>>786145I think if you are into game development you also notice that my view is more realistic than is commonly believed. Take Rockstar for example, they aren't actually making individual houses and shops and streets in the game. Instead they take a top-down view of city outline and they have a machine learning software that constructs logical city structures such as road marking and parks and shops with sane and correct proportions using that said blueprint. They also have material generation algorithms that simulate the creation of stainless steel and other material which they slap on their 3D designs. Even their animation are made by tools that scan faces and capture real-life motion instead of developer working painstakingly on every pose and keyframe. So in reality they are making far less content than is commonly believed. Their competitive edge is coming to the gaming scene early and amassing huge capital. Imagine I had the AI and animation tools and other hardware and software they have, I'd certainly make a big enormous game in little time. I especially envy them for having that 100 thousand dollar tool that satellite view of a city and generates very realistic graphics from them.
The other thing about making video games is that even though it's hard to code entire game concept, it's actually easy to create good-looking games. You have fundamental concept such lighting, pbr, decals, shadow, bloom for example. And doing them will gives you great fidelity to AAA game graphics.

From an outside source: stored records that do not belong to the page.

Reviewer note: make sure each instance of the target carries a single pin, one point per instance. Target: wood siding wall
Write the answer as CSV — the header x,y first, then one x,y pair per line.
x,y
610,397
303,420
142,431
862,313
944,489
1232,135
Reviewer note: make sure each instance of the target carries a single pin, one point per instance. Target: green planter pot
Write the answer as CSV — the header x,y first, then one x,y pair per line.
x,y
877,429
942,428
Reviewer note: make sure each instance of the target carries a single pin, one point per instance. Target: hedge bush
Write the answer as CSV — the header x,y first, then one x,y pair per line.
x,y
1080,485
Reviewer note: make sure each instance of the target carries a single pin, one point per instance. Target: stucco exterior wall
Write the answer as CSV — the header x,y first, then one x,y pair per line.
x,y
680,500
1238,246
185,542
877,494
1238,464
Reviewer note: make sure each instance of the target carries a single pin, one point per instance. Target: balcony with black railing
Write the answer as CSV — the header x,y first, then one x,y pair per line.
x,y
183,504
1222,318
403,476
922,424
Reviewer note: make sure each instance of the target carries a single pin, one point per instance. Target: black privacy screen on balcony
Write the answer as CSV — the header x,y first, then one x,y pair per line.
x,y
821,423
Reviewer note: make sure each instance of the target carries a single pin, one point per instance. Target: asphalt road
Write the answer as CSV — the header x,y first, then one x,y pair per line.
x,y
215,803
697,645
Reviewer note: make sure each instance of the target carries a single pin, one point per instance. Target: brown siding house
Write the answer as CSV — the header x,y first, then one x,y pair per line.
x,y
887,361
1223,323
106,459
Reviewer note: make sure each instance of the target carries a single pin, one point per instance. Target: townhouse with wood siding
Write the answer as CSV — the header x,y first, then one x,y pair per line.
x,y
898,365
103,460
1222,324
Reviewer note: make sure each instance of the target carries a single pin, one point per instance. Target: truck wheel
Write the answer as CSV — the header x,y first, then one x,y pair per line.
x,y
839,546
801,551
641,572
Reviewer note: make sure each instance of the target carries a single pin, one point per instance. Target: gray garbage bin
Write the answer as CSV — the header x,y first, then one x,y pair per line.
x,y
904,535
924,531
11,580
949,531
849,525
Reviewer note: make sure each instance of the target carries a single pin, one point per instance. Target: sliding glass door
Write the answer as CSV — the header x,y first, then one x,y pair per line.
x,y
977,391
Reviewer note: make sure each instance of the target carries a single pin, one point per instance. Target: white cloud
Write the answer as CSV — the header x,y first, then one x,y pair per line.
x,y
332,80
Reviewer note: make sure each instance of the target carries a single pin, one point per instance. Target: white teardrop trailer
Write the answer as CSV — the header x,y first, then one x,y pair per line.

The main issue is not graphics actually. It's instead math which game developers are notoriously horrible at doing. In fact, barely any indie game developer has a good grasp of math. Like almost of them think that camera object is moving through the world space. You could look at it that way. But the more precise way to think about this is to realize that the drawing function is using cartesian coordinates -> f(x, y, z) and so to move in the world you don't move in the world space because it's always the same and you can't change it's geometry to make it render in other ways. Instead you use shift function and that's where camera comes it. It just applies offsets to graph of the world making it from f(x, y, z) to f(x - camera.x, y - camera.y, z - camera.z). So, basically, you are not moving the camera. You are shifting the graph of the world rendering.
I think this what prevents most indie developer from making large AAA-like games. They can't handle the math. They prefer the comfort of flipbook animation instead of interpolation keyframes using math. That's all. I think the game I have in mind is very doable with many of the current AI tools. I'm glad they finally trickled down, but this is a mere drop in the ocean triple A studios have actually. But imagine, just imagine, the game in my mind is not so far away in the future but instead just around the corner. I wake up early to work on the game when I think of this.